Robinhood shares fall 9 per cent amid Paypal news and SEC ban fears
Robinhood shares have plummeted after Paypal announced it could launch a rival brokerage and the SEC said a ban on order flow is a possibility.
Robinhood, a trading platform for non-professional investors, saw its share price fell as much as 8.68 per cent from highs of $46.87 yesterday to lows of $42.80 today, after Paypal announced it is exploring how it could let US customers trade stocks using its platform.
Spiralling share prices were also the result of comments made by Securities and Exchange Commission Chairman, Gary Gensler, that a ban on order flow, the practice where brokerages sell on their customer’s orders to third parties to be executed and earn fees for doing so, is “on the table.”
Paying for order flow accounts for the majority of Robinhood’s revenue.
While the SEC has since refused to comment further, Robinhood has previously been criticised for its participation in order flow and CEO Vlad Tenev was forced to testify in front of the US House Financial Services Committee after the infamous GameStop incident.

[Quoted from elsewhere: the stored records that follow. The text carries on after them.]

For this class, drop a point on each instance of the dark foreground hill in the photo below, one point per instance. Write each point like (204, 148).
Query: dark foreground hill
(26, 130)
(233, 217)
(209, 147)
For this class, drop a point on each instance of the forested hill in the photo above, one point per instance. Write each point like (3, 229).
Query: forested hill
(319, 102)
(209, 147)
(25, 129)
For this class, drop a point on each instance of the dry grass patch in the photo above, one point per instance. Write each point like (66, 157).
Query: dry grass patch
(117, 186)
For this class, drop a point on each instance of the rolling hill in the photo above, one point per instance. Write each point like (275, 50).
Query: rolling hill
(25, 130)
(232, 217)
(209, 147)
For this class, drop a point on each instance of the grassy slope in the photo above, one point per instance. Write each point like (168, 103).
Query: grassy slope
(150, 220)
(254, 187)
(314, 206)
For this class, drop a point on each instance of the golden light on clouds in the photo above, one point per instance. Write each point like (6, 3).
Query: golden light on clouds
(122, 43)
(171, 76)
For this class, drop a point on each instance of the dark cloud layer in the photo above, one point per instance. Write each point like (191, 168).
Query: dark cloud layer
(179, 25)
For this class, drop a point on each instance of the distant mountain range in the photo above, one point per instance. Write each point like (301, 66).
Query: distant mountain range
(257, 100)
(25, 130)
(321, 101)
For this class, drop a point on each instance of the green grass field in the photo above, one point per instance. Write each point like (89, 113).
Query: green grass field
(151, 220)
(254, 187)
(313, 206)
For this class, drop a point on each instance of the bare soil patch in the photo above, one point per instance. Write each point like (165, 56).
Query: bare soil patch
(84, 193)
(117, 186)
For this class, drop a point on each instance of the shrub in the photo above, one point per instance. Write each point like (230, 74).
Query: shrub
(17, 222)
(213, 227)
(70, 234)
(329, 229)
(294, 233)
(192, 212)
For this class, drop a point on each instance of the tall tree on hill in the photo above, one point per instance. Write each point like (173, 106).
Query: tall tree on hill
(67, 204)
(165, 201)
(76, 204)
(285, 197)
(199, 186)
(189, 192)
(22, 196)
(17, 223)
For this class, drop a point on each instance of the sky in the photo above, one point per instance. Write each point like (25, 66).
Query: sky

The concern is that order flow creates an incentive for brokerages, such as Robinhood, to send customers orders to trading platforms which maximise their own profits but do not give their users the best possible service. Once purchased, trading firms can profit by trading against investors’ orders.
The news comes after Robinhood reported record revenue of $565m in the second quarter, up 131 per cent compared to last year. The bulk of its income came from commission on trades which stood at $451m in Q2.